Hell and Cognitive Development

I was recently directed to a post by Keith DeRose, Yale professor, regarding the psychological impact of believing in hell, particularly upon children. The part of Keith's post that grabbed my attention was his psychological theory as to why hell so terrorizes children under the age of 12:

By 12, I wasn't any longer really terrorized by hell, though I still accepted a very nasty, traditional doctrine of hell - as I did all the way into my early 20s. (When I accepted the doctrine but was no longer terrorized by it, I did find it curious that I wasn't so terrorized.) Why do some people who accept a traditional doctrine of hell experience debilitating terror of it, while others don't? Why was I terrorized at 7, but not at 12? Why does debilitating terror tend to occur among children (though some adults also suffer from it)? These are questions that I hope receive some serious investigation. (And, again, if anyone knows of any studies of this, please let me know.) All I can do is provide my own (non-expert) guess, which is based just on my own case and that of several other people I've talked to.

My guess is that debilitating terror of hell is (at least often) explained by the subject getting or having one cognitive ability before or without having another (or having one of them to a much greater extent before or without having the other to a significant enough extent): Having the ability to understand and appreciate the doctrine without (yet) having developed the ability to "quarantine" threatening "beliefs" from having the effects beliefs of that content in some sense should have. (Since this - and especially my use of "quarantine" - is all very vague, perhaps this shouldn't even be thought of an explanation so much as my guess as to the form that the right explanation will take.)


I think Keith is correct in his theory. Although I know of no formal empirical tests of his hypothesis, his argument does fit with what we know concerning childhood cognitive development.

What I think is happening is this. According to Jean Piaget's theory of cognitive development, children around the ages of 7 to 11 are in the Concrete Operations phase of cognitive development. In this phase of development children begin to develop logical abilities but without the ability for abstraction. To understand the difference view the following YouTube clip:



Note the answers the children give when in the Concrete Operations stage:

Q: What would life be like if you had no thumbs?
A: You would only have four fingers.
A: You couldn't give someone a thumbs up.
A: You couldn't thumb wrestle.

Those answers are fine, but very concrete. Very tied to physical particulars. By contrast, the adolescent at the end of the clip is in the Formal Operations stage where abstract reasoning comes into its own. Thus, we see the Formal Operations child give a very abstract answer, an analogy between being without thumbs and living life as a left-handed person.

Going back to Keith's post, my hunch is that hell is most terrifying for children in the Concrete Operations stage.
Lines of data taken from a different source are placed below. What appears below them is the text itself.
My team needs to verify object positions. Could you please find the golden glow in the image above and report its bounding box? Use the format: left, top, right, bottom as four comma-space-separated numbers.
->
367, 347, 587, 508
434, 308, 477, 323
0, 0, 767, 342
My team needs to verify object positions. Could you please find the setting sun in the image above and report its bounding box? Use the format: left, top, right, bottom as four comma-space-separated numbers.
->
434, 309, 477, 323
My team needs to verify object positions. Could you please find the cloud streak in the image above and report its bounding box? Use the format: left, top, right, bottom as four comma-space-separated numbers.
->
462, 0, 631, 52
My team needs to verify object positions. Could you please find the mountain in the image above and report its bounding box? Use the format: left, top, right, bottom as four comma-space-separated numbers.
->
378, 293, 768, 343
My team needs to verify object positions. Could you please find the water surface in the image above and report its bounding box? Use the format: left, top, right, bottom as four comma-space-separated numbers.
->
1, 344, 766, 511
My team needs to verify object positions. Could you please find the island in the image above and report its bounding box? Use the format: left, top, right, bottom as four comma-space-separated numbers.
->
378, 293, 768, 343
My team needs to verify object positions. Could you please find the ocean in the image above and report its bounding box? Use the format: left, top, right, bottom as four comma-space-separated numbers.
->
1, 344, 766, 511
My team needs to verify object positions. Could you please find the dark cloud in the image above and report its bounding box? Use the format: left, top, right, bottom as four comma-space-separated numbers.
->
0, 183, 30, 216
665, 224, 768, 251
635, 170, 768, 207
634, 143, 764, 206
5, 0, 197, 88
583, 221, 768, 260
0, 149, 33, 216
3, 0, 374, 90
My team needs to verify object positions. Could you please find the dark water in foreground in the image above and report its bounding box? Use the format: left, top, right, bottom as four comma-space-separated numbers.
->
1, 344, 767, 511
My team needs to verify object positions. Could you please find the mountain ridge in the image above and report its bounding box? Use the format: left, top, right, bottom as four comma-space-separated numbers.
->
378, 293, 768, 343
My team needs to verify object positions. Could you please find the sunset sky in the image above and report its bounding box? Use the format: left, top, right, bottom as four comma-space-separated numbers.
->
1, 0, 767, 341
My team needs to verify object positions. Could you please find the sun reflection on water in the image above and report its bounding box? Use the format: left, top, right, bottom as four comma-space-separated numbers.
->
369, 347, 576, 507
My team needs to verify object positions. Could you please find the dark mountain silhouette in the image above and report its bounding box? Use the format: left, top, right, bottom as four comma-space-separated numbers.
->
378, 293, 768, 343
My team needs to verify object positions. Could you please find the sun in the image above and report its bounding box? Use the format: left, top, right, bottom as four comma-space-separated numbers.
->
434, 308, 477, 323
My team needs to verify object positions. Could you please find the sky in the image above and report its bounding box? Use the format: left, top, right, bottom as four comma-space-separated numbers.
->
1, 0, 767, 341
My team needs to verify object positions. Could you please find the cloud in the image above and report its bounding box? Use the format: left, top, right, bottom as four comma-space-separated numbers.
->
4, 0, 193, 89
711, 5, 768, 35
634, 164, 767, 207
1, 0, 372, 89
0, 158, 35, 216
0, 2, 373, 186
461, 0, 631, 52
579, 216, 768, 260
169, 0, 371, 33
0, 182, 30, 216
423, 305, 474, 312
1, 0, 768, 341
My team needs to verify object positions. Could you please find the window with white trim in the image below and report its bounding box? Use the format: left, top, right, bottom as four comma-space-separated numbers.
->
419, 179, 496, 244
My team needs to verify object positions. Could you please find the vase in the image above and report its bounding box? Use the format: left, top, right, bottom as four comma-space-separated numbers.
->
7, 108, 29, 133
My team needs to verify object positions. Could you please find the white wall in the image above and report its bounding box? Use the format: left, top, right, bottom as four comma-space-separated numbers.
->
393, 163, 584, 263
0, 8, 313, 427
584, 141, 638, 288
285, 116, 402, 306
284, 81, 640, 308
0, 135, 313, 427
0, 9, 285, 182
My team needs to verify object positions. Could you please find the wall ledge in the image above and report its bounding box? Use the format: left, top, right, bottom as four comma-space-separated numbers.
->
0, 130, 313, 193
In this stage children have the concrete, logical ability to work out the calculus of salvation and damnation. Abstractions such as grace are beyond them, cognitively speaking. A concrete punishment/reward calculus better suits the cognitive stage they are in. And by doing the theological math unattenuated by abstractions such as grace most Concrete Operational children conclude they are doomed to hell.

Worse, they don't think of hell in abstract terms (e.g., "separation from God"). They think of hell in concrete, brutally physical images. Think back to the YouTube clip. What would life be like if you had no thumbs? You'd only have four fingers. You can see how that reasoning would play out concerning hell. What is hell like? It's a place of burning fire. In short, Concrete Operational children are not thinking of hellfire metaphorically or as an abstraction. They are thinking of the fire concretely, as fire. Literally. I doubt, once into the Formal Operations stage, many people see hell as being literally a place of fire. True, they don't imagine it as a day at the beach, but they don't concretely imagine that they will be able to smell their own flesh burning. They know hell will be bad, but they understand hellfire to be an abstraction and that understanding grants a bit of emotional distance. I think it is this distance that is the mechanism behind Keith's postulate of a quarantining ability.

All this is a guess of mine, an application of Piaget's stages to Keith's observations. Empirical laboratory work would be needed to really nail this down.